"'Well, Philip, I don't mind owning up to you that I was so stuck up for the next few hours that at night I thought it necessary to put up a special prayer against sinful vanity. Next morning I went down to your wife's old store to ask Miss Truett something, and she didn't know me. No, sir, she didn't, till I spoke to her. She didn't say anything about it, but she looked like your wife sometimes does when she's mighty pleased about something, and I needn't tell you that looks like them are mighty pleasant to take.

"'Well, I suppose all this sounds like fool-talk, for of course I can't get my birthdays back, but, coming at a time when the malaria appears to be loosening its grip, this looking like I used to before I got broke up is doing me a mighty sight of good.

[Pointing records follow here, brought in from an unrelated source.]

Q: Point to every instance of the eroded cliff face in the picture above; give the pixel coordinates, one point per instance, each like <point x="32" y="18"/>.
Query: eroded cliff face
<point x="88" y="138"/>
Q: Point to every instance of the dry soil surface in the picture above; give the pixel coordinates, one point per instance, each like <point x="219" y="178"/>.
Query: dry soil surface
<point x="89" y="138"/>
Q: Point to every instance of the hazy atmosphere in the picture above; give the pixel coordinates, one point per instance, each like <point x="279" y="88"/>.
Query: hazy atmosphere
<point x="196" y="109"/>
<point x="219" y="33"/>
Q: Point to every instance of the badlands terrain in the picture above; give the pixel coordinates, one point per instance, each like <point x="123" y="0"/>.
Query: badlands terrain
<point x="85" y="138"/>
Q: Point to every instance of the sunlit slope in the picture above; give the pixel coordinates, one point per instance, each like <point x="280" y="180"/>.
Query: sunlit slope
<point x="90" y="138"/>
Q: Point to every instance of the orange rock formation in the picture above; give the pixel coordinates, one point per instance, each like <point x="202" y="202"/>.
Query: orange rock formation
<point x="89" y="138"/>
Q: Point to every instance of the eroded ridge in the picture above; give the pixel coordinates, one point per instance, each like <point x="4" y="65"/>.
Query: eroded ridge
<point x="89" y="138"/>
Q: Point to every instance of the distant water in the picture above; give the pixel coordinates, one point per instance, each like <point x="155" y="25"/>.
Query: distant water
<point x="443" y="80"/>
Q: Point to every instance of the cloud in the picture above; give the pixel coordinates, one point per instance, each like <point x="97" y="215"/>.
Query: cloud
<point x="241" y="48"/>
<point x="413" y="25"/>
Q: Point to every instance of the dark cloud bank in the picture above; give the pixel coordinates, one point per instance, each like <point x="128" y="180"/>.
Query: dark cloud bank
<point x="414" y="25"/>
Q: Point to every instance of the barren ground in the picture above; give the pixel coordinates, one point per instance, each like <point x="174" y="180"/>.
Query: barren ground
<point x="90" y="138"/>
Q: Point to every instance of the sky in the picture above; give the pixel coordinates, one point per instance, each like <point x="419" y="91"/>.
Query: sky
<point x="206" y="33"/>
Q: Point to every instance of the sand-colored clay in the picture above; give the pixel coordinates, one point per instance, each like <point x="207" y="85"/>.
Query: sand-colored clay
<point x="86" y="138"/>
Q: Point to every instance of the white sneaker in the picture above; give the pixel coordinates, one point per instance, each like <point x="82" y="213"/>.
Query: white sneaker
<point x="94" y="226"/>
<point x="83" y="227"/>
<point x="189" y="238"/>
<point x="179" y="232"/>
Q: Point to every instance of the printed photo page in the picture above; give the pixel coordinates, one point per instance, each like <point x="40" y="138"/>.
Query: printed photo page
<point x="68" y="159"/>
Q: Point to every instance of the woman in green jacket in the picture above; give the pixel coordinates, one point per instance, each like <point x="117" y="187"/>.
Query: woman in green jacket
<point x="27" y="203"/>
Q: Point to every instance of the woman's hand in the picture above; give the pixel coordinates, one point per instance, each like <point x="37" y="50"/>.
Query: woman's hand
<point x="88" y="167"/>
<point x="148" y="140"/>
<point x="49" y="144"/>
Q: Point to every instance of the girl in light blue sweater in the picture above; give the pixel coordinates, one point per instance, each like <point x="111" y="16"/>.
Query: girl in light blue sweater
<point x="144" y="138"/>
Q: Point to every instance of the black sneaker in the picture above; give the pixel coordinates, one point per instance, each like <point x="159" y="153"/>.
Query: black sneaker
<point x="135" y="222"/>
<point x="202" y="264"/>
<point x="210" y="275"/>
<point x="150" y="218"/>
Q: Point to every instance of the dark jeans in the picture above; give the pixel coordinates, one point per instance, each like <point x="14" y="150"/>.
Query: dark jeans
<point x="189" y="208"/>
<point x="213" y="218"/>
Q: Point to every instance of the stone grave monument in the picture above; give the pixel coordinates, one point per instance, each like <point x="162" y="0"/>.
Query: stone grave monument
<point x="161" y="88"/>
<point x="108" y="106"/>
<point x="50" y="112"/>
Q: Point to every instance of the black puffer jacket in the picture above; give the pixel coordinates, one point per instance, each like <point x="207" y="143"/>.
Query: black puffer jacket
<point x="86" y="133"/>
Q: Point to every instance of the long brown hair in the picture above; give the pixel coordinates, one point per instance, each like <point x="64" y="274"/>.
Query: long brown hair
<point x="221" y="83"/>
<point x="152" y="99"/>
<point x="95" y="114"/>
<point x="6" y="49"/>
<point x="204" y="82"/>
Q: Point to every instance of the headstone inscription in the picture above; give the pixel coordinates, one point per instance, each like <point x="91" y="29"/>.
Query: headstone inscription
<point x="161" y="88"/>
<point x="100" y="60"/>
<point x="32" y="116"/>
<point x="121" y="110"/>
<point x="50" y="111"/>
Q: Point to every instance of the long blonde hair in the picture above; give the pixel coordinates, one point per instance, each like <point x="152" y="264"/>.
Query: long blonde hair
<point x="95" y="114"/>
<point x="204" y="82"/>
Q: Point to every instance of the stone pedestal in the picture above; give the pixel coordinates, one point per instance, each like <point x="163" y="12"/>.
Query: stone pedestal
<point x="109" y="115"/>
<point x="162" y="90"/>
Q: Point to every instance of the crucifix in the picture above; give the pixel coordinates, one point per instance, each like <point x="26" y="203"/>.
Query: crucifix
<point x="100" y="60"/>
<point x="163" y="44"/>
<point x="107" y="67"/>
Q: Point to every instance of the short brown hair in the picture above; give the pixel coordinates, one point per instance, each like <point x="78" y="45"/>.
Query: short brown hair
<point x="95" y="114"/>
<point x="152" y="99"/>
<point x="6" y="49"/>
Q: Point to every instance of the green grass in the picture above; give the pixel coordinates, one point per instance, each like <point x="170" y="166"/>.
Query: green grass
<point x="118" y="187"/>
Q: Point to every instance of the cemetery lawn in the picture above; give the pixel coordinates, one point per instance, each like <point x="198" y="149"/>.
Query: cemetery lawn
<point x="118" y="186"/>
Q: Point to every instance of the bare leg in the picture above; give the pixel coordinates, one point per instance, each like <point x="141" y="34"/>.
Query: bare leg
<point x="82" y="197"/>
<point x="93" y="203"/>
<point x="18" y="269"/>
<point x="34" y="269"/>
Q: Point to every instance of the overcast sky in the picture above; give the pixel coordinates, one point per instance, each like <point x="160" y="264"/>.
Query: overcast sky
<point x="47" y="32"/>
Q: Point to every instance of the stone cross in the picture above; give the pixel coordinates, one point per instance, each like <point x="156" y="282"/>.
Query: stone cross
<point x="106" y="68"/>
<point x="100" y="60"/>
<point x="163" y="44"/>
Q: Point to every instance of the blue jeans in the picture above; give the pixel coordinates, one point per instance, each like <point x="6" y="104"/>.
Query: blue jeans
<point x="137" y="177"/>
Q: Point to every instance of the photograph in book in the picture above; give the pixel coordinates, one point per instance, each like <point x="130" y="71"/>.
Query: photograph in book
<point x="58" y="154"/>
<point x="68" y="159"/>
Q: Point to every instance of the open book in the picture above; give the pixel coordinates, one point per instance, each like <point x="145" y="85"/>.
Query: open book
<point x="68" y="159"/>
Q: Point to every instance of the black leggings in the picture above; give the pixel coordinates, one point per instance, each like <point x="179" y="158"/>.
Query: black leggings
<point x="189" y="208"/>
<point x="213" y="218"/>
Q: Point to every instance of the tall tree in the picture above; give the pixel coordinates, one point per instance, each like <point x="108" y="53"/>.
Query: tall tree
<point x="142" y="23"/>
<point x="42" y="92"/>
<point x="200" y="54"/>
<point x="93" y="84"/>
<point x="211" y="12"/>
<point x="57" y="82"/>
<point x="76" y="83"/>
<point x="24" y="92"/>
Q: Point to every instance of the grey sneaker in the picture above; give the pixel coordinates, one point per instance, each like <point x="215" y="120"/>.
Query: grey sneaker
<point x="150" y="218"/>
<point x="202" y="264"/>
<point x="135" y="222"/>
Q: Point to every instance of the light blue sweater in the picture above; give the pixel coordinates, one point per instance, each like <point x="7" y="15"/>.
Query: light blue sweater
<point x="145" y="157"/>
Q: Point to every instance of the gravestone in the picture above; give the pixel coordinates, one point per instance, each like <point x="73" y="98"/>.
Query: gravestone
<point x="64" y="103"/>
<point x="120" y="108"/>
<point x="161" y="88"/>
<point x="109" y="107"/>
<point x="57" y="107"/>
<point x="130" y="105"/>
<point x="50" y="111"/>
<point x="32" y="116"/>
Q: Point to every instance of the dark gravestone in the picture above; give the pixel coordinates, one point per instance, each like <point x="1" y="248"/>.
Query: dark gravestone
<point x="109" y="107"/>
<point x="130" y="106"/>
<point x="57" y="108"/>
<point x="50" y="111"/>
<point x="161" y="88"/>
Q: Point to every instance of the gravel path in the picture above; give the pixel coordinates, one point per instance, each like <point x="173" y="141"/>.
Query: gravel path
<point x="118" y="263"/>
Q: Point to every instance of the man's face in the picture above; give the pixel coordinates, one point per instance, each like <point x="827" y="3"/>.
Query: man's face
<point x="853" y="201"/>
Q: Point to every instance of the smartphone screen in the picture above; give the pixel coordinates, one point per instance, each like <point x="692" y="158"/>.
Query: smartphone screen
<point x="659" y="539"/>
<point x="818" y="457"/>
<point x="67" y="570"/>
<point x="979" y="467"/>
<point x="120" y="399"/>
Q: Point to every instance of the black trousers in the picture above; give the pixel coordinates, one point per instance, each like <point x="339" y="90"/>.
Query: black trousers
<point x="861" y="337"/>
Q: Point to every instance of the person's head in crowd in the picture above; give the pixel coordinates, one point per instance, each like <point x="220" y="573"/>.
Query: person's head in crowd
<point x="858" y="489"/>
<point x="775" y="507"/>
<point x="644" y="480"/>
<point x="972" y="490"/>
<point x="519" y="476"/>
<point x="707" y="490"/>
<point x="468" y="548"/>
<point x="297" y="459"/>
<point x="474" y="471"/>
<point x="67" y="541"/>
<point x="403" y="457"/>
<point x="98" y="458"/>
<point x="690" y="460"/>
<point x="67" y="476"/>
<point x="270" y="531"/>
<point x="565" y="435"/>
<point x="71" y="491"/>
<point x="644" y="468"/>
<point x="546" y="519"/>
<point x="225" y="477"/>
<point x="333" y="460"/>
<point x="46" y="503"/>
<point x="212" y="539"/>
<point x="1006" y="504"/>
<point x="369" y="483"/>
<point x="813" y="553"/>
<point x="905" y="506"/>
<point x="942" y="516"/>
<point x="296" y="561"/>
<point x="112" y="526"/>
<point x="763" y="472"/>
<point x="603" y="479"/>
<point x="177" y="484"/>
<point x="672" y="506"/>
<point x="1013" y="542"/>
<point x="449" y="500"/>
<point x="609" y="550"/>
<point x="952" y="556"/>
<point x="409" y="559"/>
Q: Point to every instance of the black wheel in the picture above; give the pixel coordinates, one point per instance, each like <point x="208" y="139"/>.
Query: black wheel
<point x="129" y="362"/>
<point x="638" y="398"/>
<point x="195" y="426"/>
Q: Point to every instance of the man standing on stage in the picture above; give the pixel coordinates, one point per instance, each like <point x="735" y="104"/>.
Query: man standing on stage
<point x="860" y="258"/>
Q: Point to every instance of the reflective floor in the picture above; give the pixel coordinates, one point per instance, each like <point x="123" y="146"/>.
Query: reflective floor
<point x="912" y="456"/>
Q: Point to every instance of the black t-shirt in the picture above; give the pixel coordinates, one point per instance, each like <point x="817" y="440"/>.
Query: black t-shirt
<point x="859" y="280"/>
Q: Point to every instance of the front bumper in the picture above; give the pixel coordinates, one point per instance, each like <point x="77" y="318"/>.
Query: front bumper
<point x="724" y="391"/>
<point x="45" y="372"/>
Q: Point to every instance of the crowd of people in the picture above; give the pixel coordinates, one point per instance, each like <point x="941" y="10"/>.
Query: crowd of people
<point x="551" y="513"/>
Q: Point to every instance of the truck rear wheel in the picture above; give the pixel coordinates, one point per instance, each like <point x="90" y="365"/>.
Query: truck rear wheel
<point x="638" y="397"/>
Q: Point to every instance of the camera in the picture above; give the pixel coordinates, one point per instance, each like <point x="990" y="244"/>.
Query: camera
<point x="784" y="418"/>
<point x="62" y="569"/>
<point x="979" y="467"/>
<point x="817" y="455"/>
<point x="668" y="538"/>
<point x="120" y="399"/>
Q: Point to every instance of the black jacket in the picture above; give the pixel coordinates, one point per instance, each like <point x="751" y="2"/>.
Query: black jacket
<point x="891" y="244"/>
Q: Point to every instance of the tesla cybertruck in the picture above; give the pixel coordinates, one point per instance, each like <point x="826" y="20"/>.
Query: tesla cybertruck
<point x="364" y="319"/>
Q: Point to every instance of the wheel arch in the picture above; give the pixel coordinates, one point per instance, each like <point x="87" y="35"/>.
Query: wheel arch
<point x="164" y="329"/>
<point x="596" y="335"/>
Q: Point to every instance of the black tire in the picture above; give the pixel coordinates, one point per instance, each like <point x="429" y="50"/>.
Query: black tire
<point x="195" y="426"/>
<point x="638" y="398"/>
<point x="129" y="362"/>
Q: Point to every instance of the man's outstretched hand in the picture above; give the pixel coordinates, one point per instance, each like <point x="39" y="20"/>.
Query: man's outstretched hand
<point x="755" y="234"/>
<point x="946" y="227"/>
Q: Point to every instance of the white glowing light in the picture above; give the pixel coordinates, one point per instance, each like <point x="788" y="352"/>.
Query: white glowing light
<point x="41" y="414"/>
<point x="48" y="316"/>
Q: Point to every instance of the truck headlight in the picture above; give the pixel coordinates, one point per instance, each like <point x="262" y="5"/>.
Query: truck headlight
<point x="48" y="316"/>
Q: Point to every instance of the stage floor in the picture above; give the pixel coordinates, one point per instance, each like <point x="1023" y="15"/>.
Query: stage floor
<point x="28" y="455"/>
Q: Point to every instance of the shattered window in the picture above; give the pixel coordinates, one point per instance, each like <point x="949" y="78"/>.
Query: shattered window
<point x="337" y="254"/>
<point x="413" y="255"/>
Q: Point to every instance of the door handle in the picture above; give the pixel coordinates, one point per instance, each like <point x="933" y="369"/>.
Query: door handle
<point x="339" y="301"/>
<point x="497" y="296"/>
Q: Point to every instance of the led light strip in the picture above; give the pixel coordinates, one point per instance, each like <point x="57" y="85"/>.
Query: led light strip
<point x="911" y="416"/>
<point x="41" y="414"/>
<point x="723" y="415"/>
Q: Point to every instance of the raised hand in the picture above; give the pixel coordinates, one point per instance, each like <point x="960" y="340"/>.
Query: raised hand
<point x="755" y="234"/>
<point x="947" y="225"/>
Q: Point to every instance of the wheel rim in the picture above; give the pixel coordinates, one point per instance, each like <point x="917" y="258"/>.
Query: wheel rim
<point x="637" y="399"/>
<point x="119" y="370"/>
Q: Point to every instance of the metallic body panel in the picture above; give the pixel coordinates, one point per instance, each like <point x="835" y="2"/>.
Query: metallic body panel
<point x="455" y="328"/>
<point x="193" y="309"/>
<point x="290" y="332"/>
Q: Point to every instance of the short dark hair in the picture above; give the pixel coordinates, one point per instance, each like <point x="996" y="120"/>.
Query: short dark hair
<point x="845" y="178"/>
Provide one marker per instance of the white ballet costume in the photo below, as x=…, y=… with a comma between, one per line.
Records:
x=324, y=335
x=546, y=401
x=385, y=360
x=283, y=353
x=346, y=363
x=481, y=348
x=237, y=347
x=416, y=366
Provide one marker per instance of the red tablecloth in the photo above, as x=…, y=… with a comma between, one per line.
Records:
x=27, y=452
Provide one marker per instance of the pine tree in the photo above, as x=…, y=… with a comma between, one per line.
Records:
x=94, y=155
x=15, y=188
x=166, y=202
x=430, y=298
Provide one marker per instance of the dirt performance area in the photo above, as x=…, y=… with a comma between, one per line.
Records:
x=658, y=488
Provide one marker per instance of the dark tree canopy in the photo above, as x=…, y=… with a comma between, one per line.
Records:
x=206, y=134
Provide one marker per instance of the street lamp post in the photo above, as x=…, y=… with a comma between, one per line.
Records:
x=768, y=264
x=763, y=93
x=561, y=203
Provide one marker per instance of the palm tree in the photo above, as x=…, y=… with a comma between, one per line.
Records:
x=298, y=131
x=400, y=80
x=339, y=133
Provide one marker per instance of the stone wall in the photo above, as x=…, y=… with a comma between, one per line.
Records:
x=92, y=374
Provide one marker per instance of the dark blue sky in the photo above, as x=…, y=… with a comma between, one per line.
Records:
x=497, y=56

"'When is that corn-meal coming?

"'Yours always,
"'Caleb Wright.'"

"Phil," exclaimed Grace, "'twould be a sin to hurry that meal East, until—until we hear further from Caleb."

"And from Miss Truett?" said Philip, with a quizzical grin. "Fortunately for both of them, the meal probably reached New York soon after the date of this letter, which was written four days ago, and Caleb is probably now on the ocean, or about to sail."

"I think 'tis real cruel," Grace sighed, "just as—"

"Just as two mature people began daydreaming about each other? I think 'tis the best that could befall them, for it will put their sentiment to a practical test. Cupid has struck greater obstacles than the Atlantic Ocean and barrelled corn-meal without breaking his wings."

"Phil, you talk as coldly as if—oh, as if you weren't my husband."

"'Tis because I am your husband, dear girl, and realize what miserable wretches we would be if we weren't, above all else, hearty lovers. What else have I to live for, out here, but you? Suppose any other woman were my wife, brought from everything she was accustomed to, and out to this place where she could find absolutely nothing as a substitute for the past!"